Spies in Disguise
Time Out says
Stellar voice cast to the fore, Blue Sky’s latest animation lands enough of its gags to compensate for some over-familiar story beats.
In ‘Live and Let Die’, a pigeon famously pulls off an unexpected double-take as the villain meets an outrageously over-the-top death at the hands of 007. Other than that, pigeons have been pretty thin on the ground in espionage movies – until now. In this bizarrely premised but often very funny animation, pigeons do the actual spying.
The hero of this latest effort from Blue Sky, the studio that behind the ‘Ice Age’ and ‘Rio’ franchises, is uber-cool superspy Lance Sterling (voiced by Will Smith). When he’s framed for the theft of a deadly drone, the only person he can turn to for help is disgraced scientist Walter (Tom Holland), a gadget maker who prefers non-lethal tactics. But when the bullish Lance is accidentally transformed into a pigeon – yes, really – by Walter’s experimental formula, they must work together to stop bad guy Killiam (Ben Mendelsohn) from targeting every intelligence operative in the world.

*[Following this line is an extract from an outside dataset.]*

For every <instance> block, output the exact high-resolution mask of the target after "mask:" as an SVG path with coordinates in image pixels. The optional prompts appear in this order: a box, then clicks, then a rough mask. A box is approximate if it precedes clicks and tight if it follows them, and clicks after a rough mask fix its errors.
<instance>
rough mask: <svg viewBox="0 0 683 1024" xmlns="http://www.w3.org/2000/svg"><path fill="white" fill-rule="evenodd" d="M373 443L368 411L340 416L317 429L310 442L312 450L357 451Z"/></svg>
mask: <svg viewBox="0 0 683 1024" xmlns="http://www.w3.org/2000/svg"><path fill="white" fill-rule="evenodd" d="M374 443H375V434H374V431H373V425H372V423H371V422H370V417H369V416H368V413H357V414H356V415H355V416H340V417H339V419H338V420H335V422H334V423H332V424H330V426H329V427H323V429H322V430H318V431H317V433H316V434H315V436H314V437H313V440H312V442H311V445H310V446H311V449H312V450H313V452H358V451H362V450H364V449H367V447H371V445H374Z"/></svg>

The plot is both overly familiar (drones, spy databases) and thoroughly silly (birds), but its looseness at least allows the charismatic cast to chuck in some solid gags. This debut effort from co-directors Nick Bruno and Troy Quane is therefore far funnier than we might have expected, delivering original riffs on spy clichés and pigeon behaviour (be warned that some of the regurgitation gags may cause actual gagging). It also offers a surprisingly progressive look at covert ops, suggesting that they create a vicious cycle of violence and only worsen the problems they seek to address. The non-aggressive glitter bombs that Walter creates to break this cycle may not work in the real world, but it’s a positive and inspiring message for a children’s film.